Application drains its in-flight requests.
Application exits.
Mesh sidecar drains its proxied connections.
Sidecar exits.
Pod terminates.

The exact mechanism varies by mesh. Read your mesh's drain documentation; sometimes you need terminationDrainDuration settings.

Appendix NN: Drain Pattern One-Page Summary¶

Components needed:
1. signal.NotifyContext at top of main.
2. Each long-lived component has Start(ctx) and Drain(ctx).
3. errgroup or wait group to coordinate.
4. Per-phase deadline budget.
5. Health endpoint reflecting drain state.
6. Metrics for drain duration.

Order:
1. Receive signal.
2. Flip readiness.
3. Sleep for LB propagation.
4. Drain HTTP (no new requests).
5. Drain workers (queue drains, workers exit).
6. Flush async producers.
7. Close downstream (DB, Redis, etc.).
8. Return from main, exit 0.

Pitfalls to avoid:
- No deadline.
- Wrong context (derived from cancelled parent).
- Double close.
- Drain without health flip.
- Long sleep without context check.
- Goroutine without exit path.
- Async producer without flush.
- Drain DB before drain workers.

Print this. Tape it next to the junior cheat sheet.

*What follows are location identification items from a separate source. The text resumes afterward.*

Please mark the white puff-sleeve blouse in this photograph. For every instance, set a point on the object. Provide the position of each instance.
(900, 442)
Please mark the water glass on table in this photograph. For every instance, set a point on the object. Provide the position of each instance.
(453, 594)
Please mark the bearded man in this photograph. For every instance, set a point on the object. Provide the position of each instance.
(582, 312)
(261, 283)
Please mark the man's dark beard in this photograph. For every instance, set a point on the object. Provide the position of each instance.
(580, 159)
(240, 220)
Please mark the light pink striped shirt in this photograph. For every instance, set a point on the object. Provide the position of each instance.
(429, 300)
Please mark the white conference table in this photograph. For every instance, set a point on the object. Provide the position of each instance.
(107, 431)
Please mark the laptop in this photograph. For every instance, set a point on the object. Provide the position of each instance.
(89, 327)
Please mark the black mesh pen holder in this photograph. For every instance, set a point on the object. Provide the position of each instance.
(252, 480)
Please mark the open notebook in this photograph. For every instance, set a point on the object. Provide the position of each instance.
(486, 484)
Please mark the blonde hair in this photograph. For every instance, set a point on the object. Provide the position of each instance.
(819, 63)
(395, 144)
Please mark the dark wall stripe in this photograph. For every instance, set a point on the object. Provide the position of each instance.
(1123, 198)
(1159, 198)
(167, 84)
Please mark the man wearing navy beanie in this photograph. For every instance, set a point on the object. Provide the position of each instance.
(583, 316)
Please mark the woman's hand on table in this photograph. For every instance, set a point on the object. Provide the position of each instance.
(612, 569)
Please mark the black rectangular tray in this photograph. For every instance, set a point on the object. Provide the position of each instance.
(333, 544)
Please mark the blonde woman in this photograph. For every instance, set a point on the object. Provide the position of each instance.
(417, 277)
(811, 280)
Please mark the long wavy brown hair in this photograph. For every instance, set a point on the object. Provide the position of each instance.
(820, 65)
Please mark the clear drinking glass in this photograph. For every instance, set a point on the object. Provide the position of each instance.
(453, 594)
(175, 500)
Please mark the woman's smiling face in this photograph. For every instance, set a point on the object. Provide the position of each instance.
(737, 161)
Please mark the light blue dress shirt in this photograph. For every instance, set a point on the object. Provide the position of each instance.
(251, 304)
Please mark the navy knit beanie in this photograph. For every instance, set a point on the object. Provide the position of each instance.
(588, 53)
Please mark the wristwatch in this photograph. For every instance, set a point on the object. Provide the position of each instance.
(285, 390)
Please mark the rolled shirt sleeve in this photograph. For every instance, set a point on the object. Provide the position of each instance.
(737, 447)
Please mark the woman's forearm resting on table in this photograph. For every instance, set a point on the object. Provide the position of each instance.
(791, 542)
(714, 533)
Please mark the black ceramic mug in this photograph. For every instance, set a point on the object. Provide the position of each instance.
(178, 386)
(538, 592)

Appendix OO: Going Beyond Mid-Level¶

When you can:

Design a drain order for a service of 6+ components without thinking.
Diagnose a stuck drain from a goroutine dump.
Choose the right deadline for a new service based on traffic patterns.
Lead a code review that catches drain bugs in 10 minutes.

You are ready for senior.md. Senior covers supervisor patterns, two-phase shutdown, drain across cluster boundaries, and the architecture of drain-friendly systems.